La gestion à court terme de cette contradiction par réduction et ralentissement des commandes n’a finalement fait qu’aggraver le problème financier en faisant exploser les coûts unitaires (jusqu’au paradoxe d’avoir des programmes finalement plus couteux que prévus pour moins d’engins livrés) et en obligeant à maintenir des matériels anciens dont les coûts d’entretien se sont accrus. A cette gestion à courte vue des programmes industriels se sont ajoutés les coûts imprévus de la professionnalisation et de l’accroissement des opérations extérieures.  Les difficultés budgétaires n’ont donc pas cessé alors que le taux de disponibilité des équipements majeurs diminuait nettement.

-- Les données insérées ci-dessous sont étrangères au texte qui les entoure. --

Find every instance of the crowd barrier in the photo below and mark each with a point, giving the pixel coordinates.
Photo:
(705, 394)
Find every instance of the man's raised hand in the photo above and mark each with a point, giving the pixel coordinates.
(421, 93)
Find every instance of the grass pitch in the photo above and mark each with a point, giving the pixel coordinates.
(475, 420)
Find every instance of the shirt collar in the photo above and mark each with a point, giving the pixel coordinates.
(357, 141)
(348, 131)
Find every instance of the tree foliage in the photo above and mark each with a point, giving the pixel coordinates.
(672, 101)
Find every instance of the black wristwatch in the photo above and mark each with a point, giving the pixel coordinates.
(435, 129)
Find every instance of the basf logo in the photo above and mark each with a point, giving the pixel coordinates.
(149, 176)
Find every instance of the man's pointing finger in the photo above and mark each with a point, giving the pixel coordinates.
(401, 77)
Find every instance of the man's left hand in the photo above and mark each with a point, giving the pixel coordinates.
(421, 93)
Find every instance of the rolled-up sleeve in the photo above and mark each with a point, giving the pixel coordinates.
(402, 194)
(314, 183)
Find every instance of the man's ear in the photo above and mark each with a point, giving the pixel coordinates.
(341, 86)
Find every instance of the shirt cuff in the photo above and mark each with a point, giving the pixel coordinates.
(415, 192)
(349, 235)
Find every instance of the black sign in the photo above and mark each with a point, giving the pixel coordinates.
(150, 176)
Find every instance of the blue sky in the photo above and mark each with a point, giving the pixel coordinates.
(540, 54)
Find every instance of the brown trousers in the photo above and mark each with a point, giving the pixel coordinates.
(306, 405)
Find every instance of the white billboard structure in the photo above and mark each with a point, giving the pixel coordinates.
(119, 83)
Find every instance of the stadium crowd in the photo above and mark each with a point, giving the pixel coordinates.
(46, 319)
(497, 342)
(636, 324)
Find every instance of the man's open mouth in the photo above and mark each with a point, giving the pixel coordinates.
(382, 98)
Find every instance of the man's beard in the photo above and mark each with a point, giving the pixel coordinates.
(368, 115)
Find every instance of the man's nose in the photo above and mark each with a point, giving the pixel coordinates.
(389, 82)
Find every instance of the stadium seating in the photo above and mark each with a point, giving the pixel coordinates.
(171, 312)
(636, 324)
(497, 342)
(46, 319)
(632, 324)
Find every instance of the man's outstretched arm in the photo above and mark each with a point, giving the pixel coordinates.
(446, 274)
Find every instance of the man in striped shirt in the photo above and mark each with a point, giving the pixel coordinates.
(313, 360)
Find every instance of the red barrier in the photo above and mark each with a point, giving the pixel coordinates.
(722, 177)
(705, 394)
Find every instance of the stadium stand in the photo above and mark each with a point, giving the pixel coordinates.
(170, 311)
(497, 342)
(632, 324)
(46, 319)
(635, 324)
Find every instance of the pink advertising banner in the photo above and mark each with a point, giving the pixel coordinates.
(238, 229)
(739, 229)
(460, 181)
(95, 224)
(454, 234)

L’incapacité à résorber cette « bosse budgétaire », proche en volume de la dette de l’Etat de Californie, a conduit ensuite à ponctionner le budget de fonctionnement par une réduction drastique des effectifs. Cette réduction de 54 000 postes en cinq ans, soit un sixième du total, a certes permis de financer environ 3 % de la loi de programmation mais au prix d’une rationalisation organisationnelle qui a introduit une plus grande rigidité et une plus grande fragilité des structures de soutien. Le problème du logiciel de paiement Louvois n’est que la manifestation la plus visible et la plus irritante.

Après plus de vingt ans de restriction budgétaire, les armées ne se sont pas encore remises de la ponction brutale des années 1990. On ne peut qu’imaginer les conséquences catastrophiques d’une nouvelle réduction du même ordre sur des capacités opérationnelles au point de rupture mais aussi sur des pans entiers du troisième secteur industriel français. Nous ne leurrons pas, cette faillite budgétaire se doublera vraisemblablement d’une crise morale dont on peut percevoir déjà certains signes mais dont on ne peut prédire les manifestations.